A moral em arte não risca. Bebo Valdés, que, se vivo, teria hoje 100 anos, foi grande nos anos dourados da música cubana. Nas décadas de 40 e 50, Bebo tocou rumbas, danzón e mambo. De vez quando, cruzou ritmos afro-cubanos com o jazz, o que fez dele um deus no mais lendário dos cabarets, o Tropicana, que acabou por dirigir.
Bebo Valdés é neto de escravos. Aos 17 anos, veio estudar música em Havana, ganhando a vida a descascar batatas. Cantava (o que eu, para meter um toque pessoal nisto, jamais poderia ter feito) e tocava maracas (tão fácil que talvez eu pudesse ter tentado). Foi grande entre os grandes e ensinou Nat King Cole a cantar em espanhol.
Depois chegou Fidel. E vieram com ele os seus barbudos. Para Bebo o ritmo mudara. Um dia, tinha um dos seus músicos à espera, à porta de casa, com fuzil revolucionário ao ombro, explicando-lhe, em compasso binário simples, que quem não é por nós é contra nós. Bebo tinha pai, mãe, mulher e cinco filhos. Foi comprar uma caixa de fósforos ao México e nunca mais voltou a Cuba. A mulher ainda soube que ele se ia embora. Aos filhos nem disse adeus. Um pai destes não se recomenda a ninguém.

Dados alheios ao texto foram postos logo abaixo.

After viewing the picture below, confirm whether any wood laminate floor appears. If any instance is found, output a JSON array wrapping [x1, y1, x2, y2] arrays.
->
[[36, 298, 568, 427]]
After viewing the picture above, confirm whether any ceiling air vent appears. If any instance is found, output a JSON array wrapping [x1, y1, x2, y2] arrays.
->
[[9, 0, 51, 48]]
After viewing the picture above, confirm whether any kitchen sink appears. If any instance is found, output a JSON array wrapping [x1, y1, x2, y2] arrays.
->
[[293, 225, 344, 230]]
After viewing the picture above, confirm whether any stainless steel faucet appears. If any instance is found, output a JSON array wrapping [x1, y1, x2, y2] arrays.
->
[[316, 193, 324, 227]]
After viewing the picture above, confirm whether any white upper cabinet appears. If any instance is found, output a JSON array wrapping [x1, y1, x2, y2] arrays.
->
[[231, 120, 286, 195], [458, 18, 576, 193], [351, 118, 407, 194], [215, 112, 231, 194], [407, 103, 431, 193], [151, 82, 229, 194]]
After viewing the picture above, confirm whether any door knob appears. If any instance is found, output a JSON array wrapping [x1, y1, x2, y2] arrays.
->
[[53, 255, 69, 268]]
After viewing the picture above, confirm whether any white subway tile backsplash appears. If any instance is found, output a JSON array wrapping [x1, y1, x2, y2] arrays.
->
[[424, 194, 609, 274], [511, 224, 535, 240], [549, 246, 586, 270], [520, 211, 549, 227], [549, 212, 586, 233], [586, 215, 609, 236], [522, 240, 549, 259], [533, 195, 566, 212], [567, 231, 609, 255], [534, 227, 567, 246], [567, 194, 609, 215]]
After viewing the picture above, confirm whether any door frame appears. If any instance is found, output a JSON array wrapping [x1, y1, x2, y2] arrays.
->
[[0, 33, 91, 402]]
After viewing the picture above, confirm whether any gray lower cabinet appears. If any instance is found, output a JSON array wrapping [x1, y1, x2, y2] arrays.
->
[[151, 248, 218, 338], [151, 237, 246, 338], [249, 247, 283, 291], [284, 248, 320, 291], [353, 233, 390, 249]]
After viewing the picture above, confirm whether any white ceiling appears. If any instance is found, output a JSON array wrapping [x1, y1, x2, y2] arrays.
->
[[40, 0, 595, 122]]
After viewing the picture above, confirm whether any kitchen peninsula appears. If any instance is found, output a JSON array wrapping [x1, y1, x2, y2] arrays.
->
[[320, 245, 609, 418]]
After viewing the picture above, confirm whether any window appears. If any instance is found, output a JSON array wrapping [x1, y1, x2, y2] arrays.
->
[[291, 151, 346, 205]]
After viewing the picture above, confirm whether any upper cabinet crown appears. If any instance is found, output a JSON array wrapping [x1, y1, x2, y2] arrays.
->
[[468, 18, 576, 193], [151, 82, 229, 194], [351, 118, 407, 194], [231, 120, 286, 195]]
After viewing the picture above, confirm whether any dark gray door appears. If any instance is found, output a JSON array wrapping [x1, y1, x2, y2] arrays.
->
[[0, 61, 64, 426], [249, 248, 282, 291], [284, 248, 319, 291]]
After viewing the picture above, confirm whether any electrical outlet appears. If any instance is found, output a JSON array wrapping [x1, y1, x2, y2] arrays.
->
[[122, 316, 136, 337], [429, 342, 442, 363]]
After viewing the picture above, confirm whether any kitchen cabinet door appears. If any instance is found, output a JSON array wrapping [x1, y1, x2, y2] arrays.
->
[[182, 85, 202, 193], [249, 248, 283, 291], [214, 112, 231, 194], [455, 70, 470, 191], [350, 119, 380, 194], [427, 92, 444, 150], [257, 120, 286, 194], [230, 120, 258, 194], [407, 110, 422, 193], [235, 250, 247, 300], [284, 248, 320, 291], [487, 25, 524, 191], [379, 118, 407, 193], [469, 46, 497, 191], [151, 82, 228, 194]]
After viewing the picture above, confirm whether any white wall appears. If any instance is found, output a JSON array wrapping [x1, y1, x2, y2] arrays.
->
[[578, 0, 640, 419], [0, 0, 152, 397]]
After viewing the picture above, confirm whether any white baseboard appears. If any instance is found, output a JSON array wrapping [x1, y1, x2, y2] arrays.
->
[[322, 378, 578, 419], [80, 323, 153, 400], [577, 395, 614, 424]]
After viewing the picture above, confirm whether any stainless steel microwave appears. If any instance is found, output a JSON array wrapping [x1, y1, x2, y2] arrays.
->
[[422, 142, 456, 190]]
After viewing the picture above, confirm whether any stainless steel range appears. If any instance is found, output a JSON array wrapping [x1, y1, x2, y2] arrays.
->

Do México viajou para Estocolmo, onde viveu três décadas. Três esquecidas décadas a tocar em hotéis. Ressuscitou nos anos 90, quando Paquito D’ Riviera lhe editou o cd “Bebo Rides Again”. Por causa desse cd, “El Caballón”, como era conhecido o seu metro e oitenta e quatro, voltou a respirar pelas mãos. E que bem que Bebo respira quando as mãos dele tocam piano. Bebo, o homem que abandonou mulher e filhos, voltou a ser uma estrela da música mundial, com direito a um documentário, “Old Man Bebo”. Mesmo sem o ter visto, considero-o já uma obra-prima (ganhou prémios nos festivais de Tribeca e Barcelona).
Chucho Valdés é filho de Bebo. Tinha 19 anos quando o pai o deixou a ele, à mãe, aos avós e aos irmãos. Acompanhara o pai para todo o lado e chegara a pianista na orquestra dele. Em 1960, ninguém disse a Chucho que o pai ia partir. Nem ao aeroporto o levaram. Quando descobriu, jurou à mãe que nunca a abandonaria. Cuidou dela e dos irmãos e converteu-se no maior pianista de Cuba.
Tocou com músicos fabulosos, nunca se envolveu em política e, sobretudo, recusou fugir da ilha cercada. Hoje convidam-no para tudo. Em Montreal, tocou na igreja da Santíssima Trindade, santuário de concertistas clássicos e de um público reservado e frio. Conta ele: “Primeiro toquei «Les Feuilles Mortes» em estilo barroco e quando acabei com um prelúdio de Bach o público pôs-se em pé e começou a gritar. Então, meti tumbaos a Debussy. Faço o que me apetece.” Dizem que é o melhor pianista do mundo. Ele diz que não, que é o pai!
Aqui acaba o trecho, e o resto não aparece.